There is considerable skepticisim within the physics community about the viability of antimatter weapons. University of Maryland professor Bob Park refers to the idea as the "doesn't-matter bomb".

According to an article on the website of the CERN laboratories, which produces antimatter on a regular basis, "There is no possibility to make antimatter bombs for the same reason you cannot use it to store energy: we can't accumulate enough of it at high enough density. (...) If we could assemble all the antimatter we've ever made at CERN and annihilate it with matter, we would have enough energy to light a single electric light bulb for a few minutes." [2]

There are two major obstacles on the way to the creation of antimatter weapons.

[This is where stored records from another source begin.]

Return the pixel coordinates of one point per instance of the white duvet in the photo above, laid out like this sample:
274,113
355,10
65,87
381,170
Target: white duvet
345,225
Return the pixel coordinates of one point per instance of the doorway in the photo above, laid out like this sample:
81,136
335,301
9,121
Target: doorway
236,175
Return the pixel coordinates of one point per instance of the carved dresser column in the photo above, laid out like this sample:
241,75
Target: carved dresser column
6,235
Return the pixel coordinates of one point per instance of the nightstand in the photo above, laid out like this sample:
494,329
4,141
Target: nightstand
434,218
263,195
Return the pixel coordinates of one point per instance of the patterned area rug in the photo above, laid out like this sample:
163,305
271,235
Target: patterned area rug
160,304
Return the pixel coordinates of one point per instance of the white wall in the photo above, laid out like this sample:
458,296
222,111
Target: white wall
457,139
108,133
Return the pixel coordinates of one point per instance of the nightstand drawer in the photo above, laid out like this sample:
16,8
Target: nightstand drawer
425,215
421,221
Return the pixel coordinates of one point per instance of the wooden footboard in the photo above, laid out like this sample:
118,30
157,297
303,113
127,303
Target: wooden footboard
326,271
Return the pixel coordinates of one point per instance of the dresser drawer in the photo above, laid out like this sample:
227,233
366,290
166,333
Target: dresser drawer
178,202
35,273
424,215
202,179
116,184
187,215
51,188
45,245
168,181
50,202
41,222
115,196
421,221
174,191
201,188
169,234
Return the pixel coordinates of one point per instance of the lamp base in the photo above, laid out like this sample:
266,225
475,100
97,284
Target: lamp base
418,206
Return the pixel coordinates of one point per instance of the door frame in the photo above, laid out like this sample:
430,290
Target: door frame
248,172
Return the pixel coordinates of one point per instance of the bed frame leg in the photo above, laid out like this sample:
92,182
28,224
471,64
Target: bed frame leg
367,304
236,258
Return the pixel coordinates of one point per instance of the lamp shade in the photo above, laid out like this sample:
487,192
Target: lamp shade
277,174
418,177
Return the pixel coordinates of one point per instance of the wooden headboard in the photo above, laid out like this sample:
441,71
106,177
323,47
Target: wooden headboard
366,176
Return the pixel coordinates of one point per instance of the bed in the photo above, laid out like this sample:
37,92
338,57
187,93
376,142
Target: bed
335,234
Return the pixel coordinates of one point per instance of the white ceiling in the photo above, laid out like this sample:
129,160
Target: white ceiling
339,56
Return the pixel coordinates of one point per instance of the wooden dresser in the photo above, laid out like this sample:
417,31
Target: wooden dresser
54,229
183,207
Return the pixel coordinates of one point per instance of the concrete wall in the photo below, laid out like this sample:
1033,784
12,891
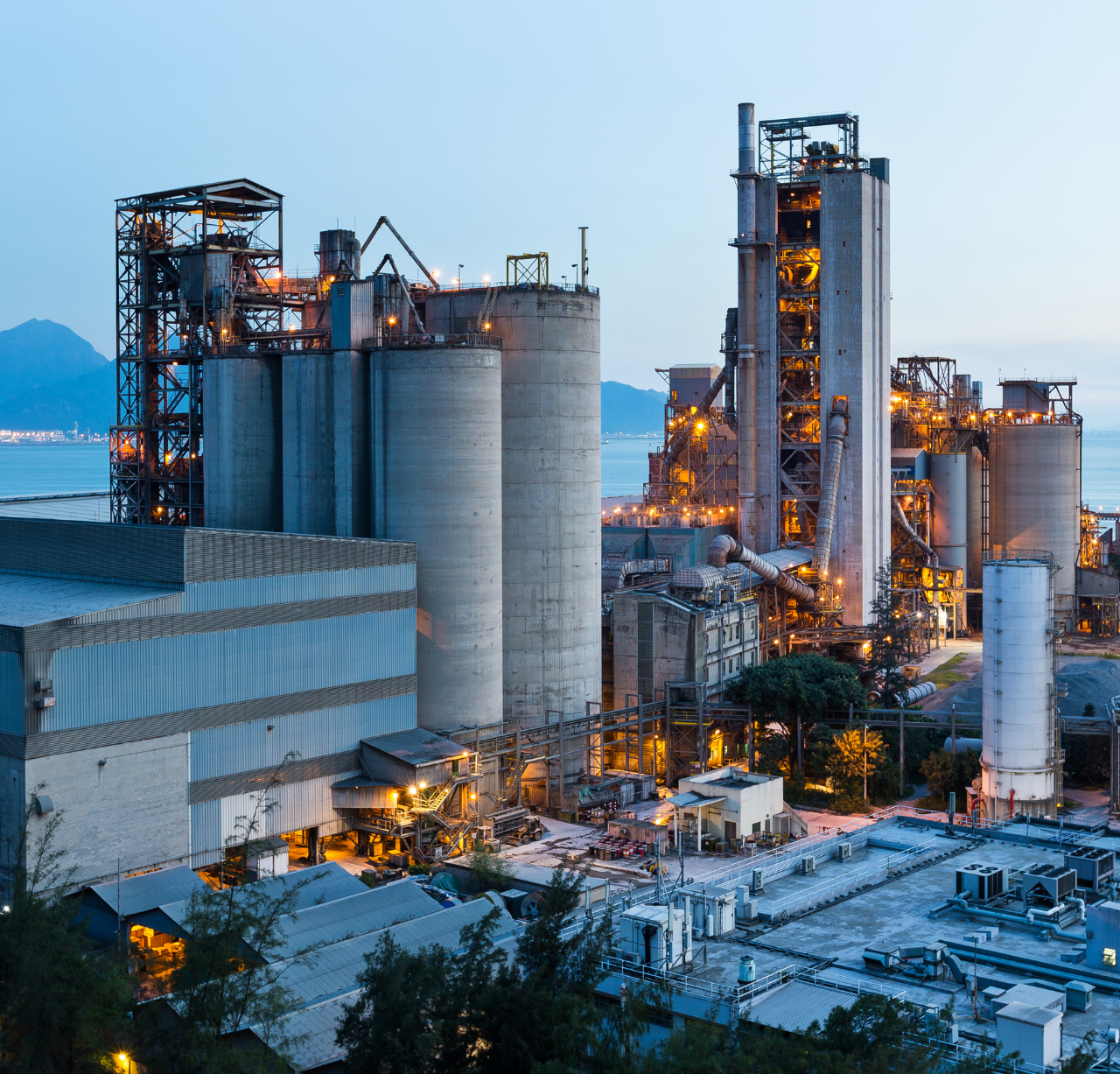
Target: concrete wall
127,802
550,491
678,645
856,362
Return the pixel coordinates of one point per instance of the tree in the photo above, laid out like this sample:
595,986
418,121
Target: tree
232,977
891,637
805,684
432,1013
855,756
63,1006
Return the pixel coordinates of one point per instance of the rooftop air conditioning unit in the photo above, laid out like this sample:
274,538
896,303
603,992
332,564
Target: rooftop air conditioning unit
981,882
1047,885
1092,865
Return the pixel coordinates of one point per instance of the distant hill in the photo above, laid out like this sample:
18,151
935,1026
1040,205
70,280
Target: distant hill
628,409
51,379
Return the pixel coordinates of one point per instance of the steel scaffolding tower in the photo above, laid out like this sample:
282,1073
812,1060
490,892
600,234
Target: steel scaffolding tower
199,275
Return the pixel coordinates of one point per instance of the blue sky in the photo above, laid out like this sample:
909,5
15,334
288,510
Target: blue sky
491,129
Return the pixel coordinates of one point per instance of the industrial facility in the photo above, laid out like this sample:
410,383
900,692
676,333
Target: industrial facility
360,587
463,420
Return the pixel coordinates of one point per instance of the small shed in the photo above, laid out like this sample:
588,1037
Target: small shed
413,757
1034,1032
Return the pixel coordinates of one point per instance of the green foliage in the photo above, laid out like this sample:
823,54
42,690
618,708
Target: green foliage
891,638
231,977
805,684
945,773
430,1013
63,1007
490,873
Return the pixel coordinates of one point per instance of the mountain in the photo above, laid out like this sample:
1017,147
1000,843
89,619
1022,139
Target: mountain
627,409
51,379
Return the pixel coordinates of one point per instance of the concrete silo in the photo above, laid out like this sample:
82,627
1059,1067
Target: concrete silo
551,550
436,432
1019,768
242,417
1034,497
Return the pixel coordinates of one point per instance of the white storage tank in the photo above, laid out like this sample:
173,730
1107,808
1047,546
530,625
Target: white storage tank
436,432
551,524
1034,497
1018,689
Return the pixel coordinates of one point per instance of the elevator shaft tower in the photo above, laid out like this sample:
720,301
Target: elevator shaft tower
813,335
199,273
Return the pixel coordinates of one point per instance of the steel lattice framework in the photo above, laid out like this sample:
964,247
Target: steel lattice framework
199,275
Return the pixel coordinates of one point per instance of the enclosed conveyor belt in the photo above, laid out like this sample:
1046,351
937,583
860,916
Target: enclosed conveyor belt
726,548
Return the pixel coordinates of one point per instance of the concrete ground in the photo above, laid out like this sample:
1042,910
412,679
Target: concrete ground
899,912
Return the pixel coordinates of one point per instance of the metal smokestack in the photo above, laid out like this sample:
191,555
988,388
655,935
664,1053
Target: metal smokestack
746,138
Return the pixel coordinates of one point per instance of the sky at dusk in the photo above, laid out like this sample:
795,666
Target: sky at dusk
483,130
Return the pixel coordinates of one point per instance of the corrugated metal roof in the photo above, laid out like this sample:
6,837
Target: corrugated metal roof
798,1005
416,746
355,915
690,797
149,889
31,600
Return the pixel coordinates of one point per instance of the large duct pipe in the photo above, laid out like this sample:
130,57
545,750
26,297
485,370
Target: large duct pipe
746,381
830,485
908,530
726,548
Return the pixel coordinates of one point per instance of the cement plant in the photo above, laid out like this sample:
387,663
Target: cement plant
362,621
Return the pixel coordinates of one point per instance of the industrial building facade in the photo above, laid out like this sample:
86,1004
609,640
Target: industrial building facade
155,680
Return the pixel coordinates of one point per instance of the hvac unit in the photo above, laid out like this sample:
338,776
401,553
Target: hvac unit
883,957
981,882
1092,865
1047,885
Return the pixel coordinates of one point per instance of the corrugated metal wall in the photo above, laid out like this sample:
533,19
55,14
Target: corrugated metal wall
296,805
245,748
123,681
11,693
244,593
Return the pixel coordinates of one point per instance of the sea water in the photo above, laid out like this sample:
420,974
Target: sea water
46,469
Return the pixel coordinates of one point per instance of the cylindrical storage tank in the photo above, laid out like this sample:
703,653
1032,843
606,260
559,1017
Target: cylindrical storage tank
551,539
1034,498
242,484
309,443
948,475
1018,688
437,481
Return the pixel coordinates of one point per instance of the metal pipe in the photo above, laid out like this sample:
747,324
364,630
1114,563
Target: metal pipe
726,548
1029,918
830,489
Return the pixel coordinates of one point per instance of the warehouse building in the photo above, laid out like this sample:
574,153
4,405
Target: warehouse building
155,678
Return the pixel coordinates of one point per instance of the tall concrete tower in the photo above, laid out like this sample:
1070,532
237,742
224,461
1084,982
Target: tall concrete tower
812,364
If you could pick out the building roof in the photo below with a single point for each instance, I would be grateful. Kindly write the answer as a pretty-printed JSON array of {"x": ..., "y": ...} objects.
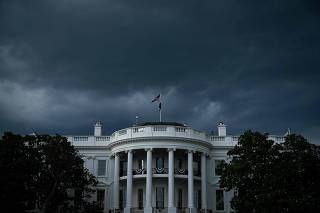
[{"x": 161, "y": 123}]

First of all, creation of antimatter requires enormous amounts of energy. Even if it were possible to convert energy directly into particle/antiparticle pairs without any loss, a large-scale power plant generating 2000 MWe would take 25 hours to produce just one gram of antimatter. Given the average price of electric power around $50 per megawatt hour, this puts a lower limit on the cost of antimatter at $2.5 million per gram. Quantities measured in grams or even kilograms would be required to achieve destructive effect comparable with conventional nuclear weapons: one gram of antimatter is equivalent to 43 kilotons of TNT. In reality, all known technologies involve particle accelerators and they are highly inefficient, making the production of antimatter much more expensive. It is estimated that an antimatter factory could be operated at a cost of $25 billion per gram.

The second problem is the containment of antimatter. Antimatter annihilates with regular matter on contact, so it would be necessary to prevent contact, for example by producing antimatter in the form of solid charged or magnetized particles, and suspending them using electromagnetic fields in near-perfect vacuum. Another, more hypothetical method is the storage of antimatter inside a buckyball. Because of the repulsion of all the carbon atoms, the antimatter would never combine with its opposite and no energy release will occur.

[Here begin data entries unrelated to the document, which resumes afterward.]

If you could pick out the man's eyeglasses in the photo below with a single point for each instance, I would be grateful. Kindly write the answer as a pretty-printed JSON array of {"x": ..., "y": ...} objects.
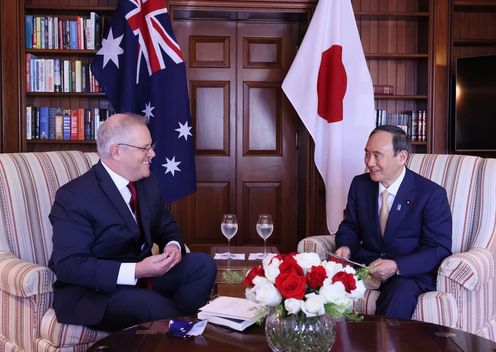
[{"x": 145, "y": 149}]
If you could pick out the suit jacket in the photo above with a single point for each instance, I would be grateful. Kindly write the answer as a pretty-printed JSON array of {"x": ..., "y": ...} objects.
[
  {"x": 93, "y": 233},
  {"x": 418, "y": 229}
]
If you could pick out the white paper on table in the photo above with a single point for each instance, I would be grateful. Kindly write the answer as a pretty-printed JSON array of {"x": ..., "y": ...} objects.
[
  {"x": 257, "y": 256},
  {"x": 225, "y": 256}
]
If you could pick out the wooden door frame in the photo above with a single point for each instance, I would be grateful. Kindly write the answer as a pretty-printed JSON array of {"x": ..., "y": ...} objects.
[{"x": 307, "y": 176}]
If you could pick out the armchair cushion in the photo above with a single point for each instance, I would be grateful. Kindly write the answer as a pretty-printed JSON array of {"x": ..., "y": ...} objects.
[
  {"x": 470, "y": 269},
  {"x": 24, "y": 279},
  {"x": 63, "y": 335}
]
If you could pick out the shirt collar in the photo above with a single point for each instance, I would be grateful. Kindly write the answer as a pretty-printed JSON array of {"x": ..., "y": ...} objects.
[
  {"x": 119, "y": 181},
  {"x": 393, "y": 188}
]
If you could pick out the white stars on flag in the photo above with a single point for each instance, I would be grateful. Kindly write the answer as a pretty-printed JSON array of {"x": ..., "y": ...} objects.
[
  {"x": 184, "y": 130},
  {"x": 111, "y": 49},
  {"x": 148, "y": 110},
  {"x": 171, "y": 165}
]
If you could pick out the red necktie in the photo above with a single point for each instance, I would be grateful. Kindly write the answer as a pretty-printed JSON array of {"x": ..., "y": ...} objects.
[{"x": 133, "y": 203}]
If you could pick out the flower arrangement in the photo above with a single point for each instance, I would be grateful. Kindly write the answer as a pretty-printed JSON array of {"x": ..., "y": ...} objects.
[{"x": 302, "y": 283}]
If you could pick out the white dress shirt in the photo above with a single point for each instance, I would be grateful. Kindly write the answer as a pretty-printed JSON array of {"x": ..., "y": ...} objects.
[{"x": 126, "y": 270}]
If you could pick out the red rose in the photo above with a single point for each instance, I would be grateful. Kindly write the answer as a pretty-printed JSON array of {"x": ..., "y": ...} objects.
[
  {"x": 289, "y": 264},
  {"x": 348, "y": 280},
  {"x": 316, "y": 276},
  {"x": 254, "y": 272},
  {"x": 291, "y": 285}
]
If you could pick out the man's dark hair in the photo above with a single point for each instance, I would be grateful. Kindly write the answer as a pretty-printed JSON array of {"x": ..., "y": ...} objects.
[{"x": 400, "y": 138}]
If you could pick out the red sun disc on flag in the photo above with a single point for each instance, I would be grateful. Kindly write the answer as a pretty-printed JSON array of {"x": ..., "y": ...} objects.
[{"x": 331, "y": 84}]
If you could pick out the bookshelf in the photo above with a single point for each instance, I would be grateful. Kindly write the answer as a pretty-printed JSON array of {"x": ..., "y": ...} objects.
[
  {"x": 395, "y": 38},
  {"x": 60, "y": 39}
]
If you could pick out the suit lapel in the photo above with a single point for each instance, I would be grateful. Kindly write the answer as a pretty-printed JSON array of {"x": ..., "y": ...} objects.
[
  {"x": 373, "y": 212},
  {"x": 144, "y": 214},
  {"x": 108, "y": 187},
  {"x": 401, "y": 204}
]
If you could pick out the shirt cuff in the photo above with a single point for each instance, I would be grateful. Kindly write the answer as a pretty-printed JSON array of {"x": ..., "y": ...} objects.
[
  {"x": 173, "y": 242},
  {"x": 126, "y": 274}
]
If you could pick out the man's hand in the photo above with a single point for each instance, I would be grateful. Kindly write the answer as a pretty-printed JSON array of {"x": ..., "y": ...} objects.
[
  {"x": 158, "y": 265},
  {"x": 343, "y": 252},
  {"x": 383, "y": 269}
]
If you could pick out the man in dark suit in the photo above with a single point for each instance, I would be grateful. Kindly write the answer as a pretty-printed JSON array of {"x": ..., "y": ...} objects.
[
  {"x": 107, "y": 277},
  {"x": 406, "y": 247}
]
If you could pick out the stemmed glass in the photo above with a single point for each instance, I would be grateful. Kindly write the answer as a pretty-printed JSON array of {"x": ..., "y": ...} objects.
[
  {"x": 265, "y": 226},
  {"x": 229, "y": 227}
]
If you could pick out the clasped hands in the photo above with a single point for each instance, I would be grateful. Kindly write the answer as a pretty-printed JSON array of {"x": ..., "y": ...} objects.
[
  {"x": 381, "y": 269},
  {"x": 158, "y": 265}
]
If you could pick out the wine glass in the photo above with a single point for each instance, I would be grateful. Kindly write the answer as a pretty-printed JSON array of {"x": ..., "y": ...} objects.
[
  {"x": 229, "y": 227},
  {"x": 265, "y": 226}
]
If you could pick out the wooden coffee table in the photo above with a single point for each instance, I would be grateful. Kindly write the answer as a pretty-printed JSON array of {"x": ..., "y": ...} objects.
[
  {"x": 372, "y": 334},
  {"x": 240, "y": 267}
]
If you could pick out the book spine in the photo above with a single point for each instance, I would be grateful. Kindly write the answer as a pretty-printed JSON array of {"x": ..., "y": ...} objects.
[
  {"x": 43, "y": 122},
  {"x": 29, "y": 31}
]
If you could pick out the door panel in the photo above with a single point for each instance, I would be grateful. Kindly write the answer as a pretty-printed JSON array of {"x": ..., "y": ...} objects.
[{"x": 245, "y": 132}]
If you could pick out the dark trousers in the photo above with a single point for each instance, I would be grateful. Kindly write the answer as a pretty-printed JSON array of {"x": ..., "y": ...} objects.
[
  {"x": 398, "y": 297},
  {"x": 181, "y": 291}
]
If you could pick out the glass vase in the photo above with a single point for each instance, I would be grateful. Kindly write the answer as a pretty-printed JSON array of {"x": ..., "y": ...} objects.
[{"x": 298, "y": 333}]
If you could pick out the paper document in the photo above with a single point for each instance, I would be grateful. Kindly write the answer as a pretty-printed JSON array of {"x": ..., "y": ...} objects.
[
  {"x": 256, "y": 256},
  {"x": 225, "y": 256}
]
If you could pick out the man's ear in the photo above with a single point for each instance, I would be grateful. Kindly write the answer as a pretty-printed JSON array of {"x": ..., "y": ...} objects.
[{"x": 403, "y": 156}]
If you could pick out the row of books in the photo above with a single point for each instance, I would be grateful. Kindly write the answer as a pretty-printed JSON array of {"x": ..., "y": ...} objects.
[
  {"x": 414, "y": 123},
  {"x": 77, "y": 32},
  {"x": 59, "y": 75},
  {"x": 49, "y": 123}
]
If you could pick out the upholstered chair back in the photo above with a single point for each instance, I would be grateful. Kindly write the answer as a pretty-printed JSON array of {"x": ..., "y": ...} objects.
[
  {"x": 28, "y": 182},
  {"x": 458, "y": 174}
]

In order to achieve compactness given macroscopic weight, the overall electric charge of the antimatter weapon core would have to be very small compared to the number of particles. For example, it's not feasible to construct the weapon using positrons only because of their mutual repulsion. The antimatter weapon core would have to consist primarily of neutral antiatoms. Antihydrogen is easiest to produce, but it has gaseous form at room temperature, making it hard to contain. Heavier atoms are easier to contain but harder to manufacture.

Effects of antimatter detonation

Over 99.9% of the mass of antimatter is accounted for by antiprotons and antineutrons. Their annihilation with protons and neutrons is a complicated process. A proton-antiproton pair can annihilate into a pair of 938 MeV gamma quanta or into a number of charged and neutral relativistic pions. Neutral pions, in turn, decay almost immediately into gamma quanta; charged pions travel a few tens of meters and then decay further into muons and neutrinos. Finally, the muons decay into electrons and more neutrinos.

The overall structure of energy output from an antimatter bomb is highly dependent on the amount of regular matter in the area surrounding the bomb. If the bomb is shielded by sufficient amounts of matter, the gamma rays are absorbed and the pions slow down before decaying. Most of the energy is thus transferred to the neighboring atoms. The net effect is similar to that of a conventional non-nuclear high-powered explosion.

In the event of an antimatter detonation in the open atmosphere, most of the energy will ultimately be carried away by 100–900 MeV gamma rays. Such gamma rays are relatively weakly absorbed by matter: gamma rays lose roughly half of their energy per 500–1000 m of air, compared to only 20 cm of concrete. The explosion will not cause much physical damage because its energy will be evenly dispersed over large area, but it can deliver high doses of radiation to all exposed people.